L’enveloppe vitale du roman construit une sorte de maison (dernier mot d’Aurélien). Le texte de « La Fin du Monde réel », contemporain de Blanche, lie étroitement la création romanesque à cette vertu d’habitation qui fait songer au Heidegger de Bâtir, habiter, penser : « Je tiens le roman pour un langage (…) extrêmement ambitieux. (…) Une machine (…) à transformer au niveau du langage la conscience humaine ». Car le roman – mieux que le poème ? – permet de toucher « à la formation de la conscience dans l’homme ». Or cette conscience n’est pas surplombante. Dès Le Paysan de Paris et la lettre à Jacques Doucet (1925) annonçant qu’il médite un ouvrage « dont Platon fera les frais », Aragon affirme la conscience romanesque comme descente : « Descends dans ton idée, habite ton idée, puisatier pendu à ta corde »… Le roman proteste contre l’achèvement des formes idéologiques, contre une pensée par concept qui parlerait d’une seule voix. Prototype du dialogue ou du dialogisme selon Bakhtine ou Kundera, il commence et se déroule in medias res ; la vision romanesque est par définition croisée, embarquée voire enlisée dans une immanence indépassable. Et si l’on y rencontre la moindre idée, elle n’est pas formulée par l’auteur mais apparaît située et soutenue par un protagoniste de l’histoire. Cette écriture faiblement conductrice d’idéologie ne produit pas de thèses mais des personnages et des affects, elle explore avec une sensibilité animale la chair frémissante du monde, et nous invite à refaire l’expérience jamais refermée des passions. Un roman, idéalement parlant, ne parle que le langage de ses personnages, comme dans Les Voyageurs de l’impériale ces conversations entre joueurs, inintelligibles au lecteur s’il ignore les règles du baccara. Et c’est pourquoi l’expérience (l’exercice) du roman ne se résume ni ne s’explique : « Il n’y a pas de préface possible à Blanche, comme il n’y a pas de préface à la vie. Une préface à Blanche ne serait que le livre tout entier répété. Sans en passer un mot. À vrai dire, tout essai d’introduction à ce livre demeure tentative dérisoire. »
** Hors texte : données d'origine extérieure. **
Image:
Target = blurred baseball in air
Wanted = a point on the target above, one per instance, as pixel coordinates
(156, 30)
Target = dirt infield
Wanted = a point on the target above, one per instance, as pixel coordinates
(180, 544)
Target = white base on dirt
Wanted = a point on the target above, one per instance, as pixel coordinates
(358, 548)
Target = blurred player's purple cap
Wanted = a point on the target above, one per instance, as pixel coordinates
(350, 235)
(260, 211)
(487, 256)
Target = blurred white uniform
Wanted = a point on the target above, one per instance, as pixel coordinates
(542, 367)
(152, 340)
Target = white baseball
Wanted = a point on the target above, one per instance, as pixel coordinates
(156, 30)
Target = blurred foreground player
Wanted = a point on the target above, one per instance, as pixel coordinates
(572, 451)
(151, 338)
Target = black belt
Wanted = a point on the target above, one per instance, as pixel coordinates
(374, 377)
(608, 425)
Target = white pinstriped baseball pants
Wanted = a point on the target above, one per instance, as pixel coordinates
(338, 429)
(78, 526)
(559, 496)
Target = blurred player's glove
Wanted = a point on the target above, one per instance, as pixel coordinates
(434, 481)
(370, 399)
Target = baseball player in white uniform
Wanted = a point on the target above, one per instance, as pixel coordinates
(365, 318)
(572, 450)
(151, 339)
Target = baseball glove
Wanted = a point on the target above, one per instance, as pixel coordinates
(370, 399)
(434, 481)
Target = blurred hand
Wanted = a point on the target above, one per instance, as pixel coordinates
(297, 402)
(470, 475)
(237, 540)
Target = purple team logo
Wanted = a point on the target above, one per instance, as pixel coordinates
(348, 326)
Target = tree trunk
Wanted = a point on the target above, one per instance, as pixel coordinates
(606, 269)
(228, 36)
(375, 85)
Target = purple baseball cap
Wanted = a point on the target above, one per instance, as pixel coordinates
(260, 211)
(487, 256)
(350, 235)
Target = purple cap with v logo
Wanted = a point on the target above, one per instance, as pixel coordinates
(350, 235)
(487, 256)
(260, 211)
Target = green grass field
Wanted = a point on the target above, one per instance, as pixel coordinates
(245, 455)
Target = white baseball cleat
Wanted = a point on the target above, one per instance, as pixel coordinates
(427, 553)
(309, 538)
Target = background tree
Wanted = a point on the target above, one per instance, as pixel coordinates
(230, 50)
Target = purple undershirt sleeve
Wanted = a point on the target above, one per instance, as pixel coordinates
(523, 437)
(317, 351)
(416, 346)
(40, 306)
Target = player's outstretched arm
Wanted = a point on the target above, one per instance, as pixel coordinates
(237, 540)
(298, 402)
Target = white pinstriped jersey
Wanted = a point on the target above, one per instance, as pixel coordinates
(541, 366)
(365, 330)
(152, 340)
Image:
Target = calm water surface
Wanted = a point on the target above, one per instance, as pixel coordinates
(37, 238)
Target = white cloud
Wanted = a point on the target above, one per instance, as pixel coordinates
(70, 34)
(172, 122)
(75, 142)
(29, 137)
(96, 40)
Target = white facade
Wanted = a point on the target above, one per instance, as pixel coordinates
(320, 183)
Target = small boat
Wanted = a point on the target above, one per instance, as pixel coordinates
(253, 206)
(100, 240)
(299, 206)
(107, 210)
Qui va le plus loin, du philosophe qui invente par concepts une différente vision du monde, ou du romancier qui crée des personnages ? Car eux aussi, quand ils existent vraiment, apportent autant de points de vue irréductibles. Issu d’une « impuissance acquise d’abstraire » (comme dit la préface de 1924 au Libertinage) et inapte au logos, le roman réside bien aux antipodes de la philosophie, dont Aragon refusa toute sa vie les facilités de langage. S’il n’est de science que du général, et qui se définit comme « langue bien faite », il n’y a de romans qu’à partir d’individus qui s’entrechoquent sans promesse d’unité ni horizon de réconciliation. Les paroles y demeurent en procès, en dialogues croisés – croisement, maître-mot de l’œuvre d’Aragon. Même le métalangage des préfaces et des essais critiques semble emporté chez lui par la pulsion narrative ou la « volonté de roman ». Qui affirme la pluralité des mondes sans dialectique finale ni « résolution des contraires » ; à l’extrême, cela donnera Les Communistes puis La Semaine sainte, deux sommes aux histoires fourmillantes que l’auteur ne dépassera plus.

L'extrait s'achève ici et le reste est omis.